The downpours also created hazardous driving conditions. At 5:47 a.m. CHP officers were responding to more than 40 incidents including accidents, debris slides and roadway flooding.
The first storm earlier this week dumped nearly five inches of rain on Mt. Tamalpais and also in the Santa Cruz Mountains.
"As this Pineapple Express launches its moisture toward the Bay Area, rain rates will go up," forecasters said. "That said, the plume of highest moisture will be narrow and intense. Models have varied by numerous miles as to where the head of this stream will initially take aim. Some have it in Mendocino County, while others impact San Mateo County."
Residents in the North Bay were bracing for the worst from Saturday's storm.
Tamalpais Valley resident Becky King tells KPIX that she is worried if the drains near her home can handle the heavy rainfall.
"My house is near a creek that rises above my house level. And they try to enforce it every year, but we usually get flooding," said King. "So, this year I'm a little more concerned."
Creek levels around the county, like the one near King's home, are what the Marin County Fire Department will keep a close eye on during this storm.
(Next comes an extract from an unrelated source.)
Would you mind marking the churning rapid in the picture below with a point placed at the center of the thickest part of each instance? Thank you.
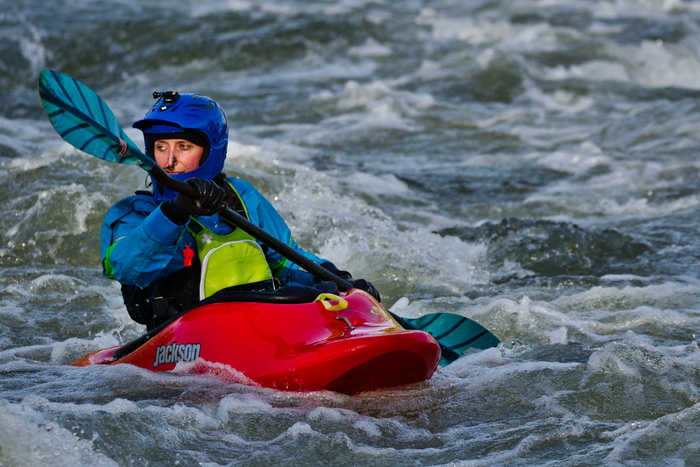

"Friday and Saturday seem like the bulk of extreme weather will be, so we'll look at staffing our stations with more people," said Marin County Fire Deputy Chief Chris Martinelli. "If we see creek levels getting up higher that's what will trigger us to staff our water rescue resources."
Of even greater concern is what the next stormy week holds.
"We are in for an extended wet pattern where these saturated soils won't have time to really dry out," the weather service said. "The only break we get from rain will happen on Jan 1, but then more rain occur Jan 2-5 with a third moderate atmospheric river moving into our region around Jan 4-5."
"At this time, the rain totals look to be similar or a little higher than what we saw on Dec 26-27 and what we may see Saturday. Expect several more inches. After Jan 5, it seems light to moderate rain could persist into the second week of January. If that's the case, then residents across the Bay Area and Central CA need to be aware that additional flooding and shallow mudslides could occur."
Avalanche warnings were issued in the backcountry around Lake Tahoe and Mammoth Lakes south of Yosemite.
On the Sierra's eastern front, flood watches and warnings were issued into the weekend north and south of Reno where minor to moderate flooding was forecast along some rivers and streams.
In Southern California, moderate-to-heavy rain was falling Saturday. The region will begin drying out on New Year's Day, with no rainfall expected during Monday's Rose Parade in Pasadena.